Generally though, while I think the passing around of state through effects can be useful it isn't the most convincing use of effects. I mention it more for "here's another benefit they can have" rather than "here's this amazing reason you should definitely use them for"
jfecher
·el año pasado·discuss
> As I understand it, AE on low level is implemented as a longjmp instruction with register handling (so you can resume).

Not quite. setjmp/lonjmp as they exist in C at least can jump up the call stack but not back down. I mention this at the end of the article but each language implements algebraic effects differently, and efficiency has improved in recent years. Languages can also optimize the effect differently based on how the handler is defined:

- Handlers which are tail-resumptive can implement the effect as a normal closure call.

- Handlers which don't call resume can be implemented as an exception or just return an error value at every step until the function exits the handler.

- Handlers which perform work after resume is called (e.g. `| my_effect x -> foo (); resume (); bar ()` can be implemented with e.g. segmented call stacks.

- Handlers where resume is called multiple times need an equivalent of a delimited continuation.

Another way to implement these generally is to transform the effects into monads. For any set of effects you can translate it into a monad transformer where each effect is its own monad, or the free monad can be used as well. The cost in this approach is often from boxing closures passed to the bind function.

Koka has its own approach where it translates effects to capability passing then bubbles them up to the handler (returns an error value until it gets to the handler).

With just a few restrictions you can even specialize effects & handlers out of the program completely. This is what Effekt does.

There really are a lot of options here. I have some links at the end of the article in the foot notes on papers for Koka and Effekt that implement the approaches above if you're interested.
jfecher
·el año pasado·discuss
If the database effect wrote to a file it'd require the `IO` effect and code using it would need that effect as well.

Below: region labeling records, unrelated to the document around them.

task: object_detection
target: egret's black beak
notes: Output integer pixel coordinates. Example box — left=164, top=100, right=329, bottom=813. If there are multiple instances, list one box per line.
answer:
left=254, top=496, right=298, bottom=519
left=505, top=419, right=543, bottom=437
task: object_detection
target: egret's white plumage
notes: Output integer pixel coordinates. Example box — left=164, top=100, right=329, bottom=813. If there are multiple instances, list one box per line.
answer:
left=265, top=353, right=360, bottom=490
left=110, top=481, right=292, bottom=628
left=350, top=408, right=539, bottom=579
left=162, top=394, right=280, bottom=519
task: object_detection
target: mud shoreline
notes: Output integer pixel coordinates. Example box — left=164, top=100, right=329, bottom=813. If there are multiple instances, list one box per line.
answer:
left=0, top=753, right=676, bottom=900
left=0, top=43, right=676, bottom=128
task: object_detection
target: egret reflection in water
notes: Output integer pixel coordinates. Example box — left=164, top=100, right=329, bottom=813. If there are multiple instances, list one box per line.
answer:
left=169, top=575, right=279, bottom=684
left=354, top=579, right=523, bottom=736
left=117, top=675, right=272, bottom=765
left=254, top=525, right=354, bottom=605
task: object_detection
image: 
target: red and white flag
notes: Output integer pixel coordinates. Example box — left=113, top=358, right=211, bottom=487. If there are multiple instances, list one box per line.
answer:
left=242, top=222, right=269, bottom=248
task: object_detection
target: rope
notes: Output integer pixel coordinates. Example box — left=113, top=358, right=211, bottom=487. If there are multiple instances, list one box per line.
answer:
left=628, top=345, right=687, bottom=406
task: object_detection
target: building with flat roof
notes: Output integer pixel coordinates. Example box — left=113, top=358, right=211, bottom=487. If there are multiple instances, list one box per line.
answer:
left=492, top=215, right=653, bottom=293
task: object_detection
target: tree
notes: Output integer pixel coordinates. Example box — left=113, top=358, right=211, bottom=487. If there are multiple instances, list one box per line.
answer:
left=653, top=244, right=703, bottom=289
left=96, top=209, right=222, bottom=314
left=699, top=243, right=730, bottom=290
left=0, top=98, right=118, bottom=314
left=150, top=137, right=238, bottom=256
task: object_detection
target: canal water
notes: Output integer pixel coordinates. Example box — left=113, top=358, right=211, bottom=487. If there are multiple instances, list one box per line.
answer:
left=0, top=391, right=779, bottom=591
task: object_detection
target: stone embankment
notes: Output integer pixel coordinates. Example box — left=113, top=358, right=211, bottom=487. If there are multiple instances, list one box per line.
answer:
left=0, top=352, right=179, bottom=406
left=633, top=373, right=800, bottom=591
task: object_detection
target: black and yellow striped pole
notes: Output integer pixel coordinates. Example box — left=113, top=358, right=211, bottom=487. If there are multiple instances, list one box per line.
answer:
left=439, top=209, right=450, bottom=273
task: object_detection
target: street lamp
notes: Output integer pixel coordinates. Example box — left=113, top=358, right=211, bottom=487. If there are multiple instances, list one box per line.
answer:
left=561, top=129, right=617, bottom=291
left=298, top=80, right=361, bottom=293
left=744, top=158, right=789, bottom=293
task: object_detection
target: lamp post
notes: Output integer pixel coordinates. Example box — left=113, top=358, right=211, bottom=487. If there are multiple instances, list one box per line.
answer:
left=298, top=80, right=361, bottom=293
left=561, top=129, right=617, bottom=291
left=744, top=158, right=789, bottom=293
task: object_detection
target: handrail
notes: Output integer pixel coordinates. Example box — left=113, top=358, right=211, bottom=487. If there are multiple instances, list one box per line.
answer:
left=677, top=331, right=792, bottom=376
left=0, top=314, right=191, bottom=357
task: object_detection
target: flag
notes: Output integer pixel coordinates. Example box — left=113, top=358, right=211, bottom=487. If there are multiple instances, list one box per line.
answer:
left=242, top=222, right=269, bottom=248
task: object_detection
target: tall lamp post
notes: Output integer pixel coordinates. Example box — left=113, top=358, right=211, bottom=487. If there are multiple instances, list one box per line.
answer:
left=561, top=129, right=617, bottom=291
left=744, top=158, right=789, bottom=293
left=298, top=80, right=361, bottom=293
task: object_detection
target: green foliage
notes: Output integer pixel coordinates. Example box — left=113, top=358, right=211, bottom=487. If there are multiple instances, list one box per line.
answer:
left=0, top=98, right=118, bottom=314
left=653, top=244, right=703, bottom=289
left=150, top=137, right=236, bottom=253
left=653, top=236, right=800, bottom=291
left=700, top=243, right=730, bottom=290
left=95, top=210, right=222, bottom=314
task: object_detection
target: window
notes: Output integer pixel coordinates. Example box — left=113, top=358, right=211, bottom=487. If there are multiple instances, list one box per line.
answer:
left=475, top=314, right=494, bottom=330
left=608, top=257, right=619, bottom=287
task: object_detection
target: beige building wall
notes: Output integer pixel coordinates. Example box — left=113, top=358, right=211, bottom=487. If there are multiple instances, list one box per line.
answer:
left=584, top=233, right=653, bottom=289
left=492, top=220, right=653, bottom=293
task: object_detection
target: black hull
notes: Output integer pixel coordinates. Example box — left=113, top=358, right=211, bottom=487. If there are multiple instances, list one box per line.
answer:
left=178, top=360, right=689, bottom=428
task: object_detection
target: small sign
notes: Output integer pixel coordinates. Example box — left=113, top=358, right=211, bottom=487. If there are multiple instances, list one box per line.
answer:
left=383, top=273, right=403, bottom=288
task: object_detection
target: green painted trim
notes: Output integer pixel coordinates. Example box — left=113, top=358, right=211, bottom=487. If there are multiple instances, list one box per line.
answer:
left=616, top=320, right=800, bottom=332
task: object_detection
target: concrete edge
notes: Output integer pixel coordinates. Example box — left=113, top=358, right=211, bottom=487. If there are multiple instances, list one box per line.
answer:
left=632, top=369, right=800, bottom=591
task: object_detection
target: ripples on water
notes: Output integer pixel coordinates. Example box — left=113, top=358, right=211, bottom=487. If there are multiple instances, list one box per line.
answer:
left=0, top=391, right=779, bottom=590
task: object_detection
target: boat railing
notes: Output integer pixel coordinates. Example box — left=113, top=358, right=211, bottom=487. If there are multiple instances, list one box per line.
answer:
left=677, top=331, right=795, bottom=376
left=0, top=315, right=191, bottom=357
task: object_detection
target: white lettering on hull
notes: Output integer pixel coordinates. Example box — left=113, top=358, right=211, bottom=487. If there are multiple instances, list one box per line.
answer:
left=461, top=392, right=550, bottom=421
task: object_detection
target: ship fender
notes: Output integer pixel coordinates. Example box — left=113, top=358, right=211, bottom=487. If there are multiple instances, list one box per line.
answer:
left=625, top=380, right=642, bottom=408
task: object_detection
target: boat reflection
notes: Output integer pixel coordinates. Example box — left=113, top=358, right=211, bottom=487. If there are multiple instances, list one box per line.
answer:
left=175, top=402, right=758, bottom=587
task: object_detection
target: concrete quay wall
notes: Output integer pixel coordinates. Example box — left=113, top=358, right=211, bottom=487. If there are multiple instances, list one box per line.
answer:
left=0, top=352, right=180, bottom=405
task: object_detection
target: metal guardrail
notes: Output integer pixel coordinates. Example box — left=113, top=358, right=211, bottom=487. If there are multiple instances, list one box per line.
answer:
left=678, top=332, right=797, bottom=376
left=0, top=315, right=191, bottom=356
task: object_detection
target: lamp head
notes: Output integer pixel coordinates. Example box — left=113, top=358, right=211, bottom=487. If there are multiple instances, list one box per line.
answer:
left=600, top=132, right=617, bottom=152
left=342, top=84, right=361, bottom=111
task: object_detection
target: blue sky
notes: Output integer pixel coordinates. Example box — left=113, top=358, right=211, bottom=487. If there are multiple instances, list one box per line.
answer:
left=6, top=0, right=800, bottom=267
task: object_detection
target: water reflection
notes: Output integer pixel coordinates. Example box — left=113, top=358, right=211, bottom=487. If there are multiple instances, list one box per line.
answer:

A compiler can generally show a function to be free of most side effects if it uses no effects. The exceptions to this are things like divergence. As long as the language is Turing complete you can't prove it won't loop forever of course. Another exception could be extern functions which the compiler can't verify the correctness of the type signature. Different languages handle these differently but if users are allowed to write any (and the language doesn't force them to have an IO effect) then they can be a source of unsafety. Languages like Koka and Effekt are considered pure though and enforce this through their effect systems.
jfecher
·el año pasado·discuss
Developer of Ante here. Functions in languages with effect systems are usually effect polymorphic. You can see the example in the article of a polymorphic map function which accepts functions performing any effect(s) including no effect(s). For this reason effect systems are one of the solutions to the "what color is your function" problem.
jfecher
·el año pasado·discuss
Author of Ante here - it actually already has an (extremely basic) LSP. Tooling more or less required for new languages out of the gate these days and I'm eyeing the debugging experience too to see if I can get replayability at least in debug mode by default.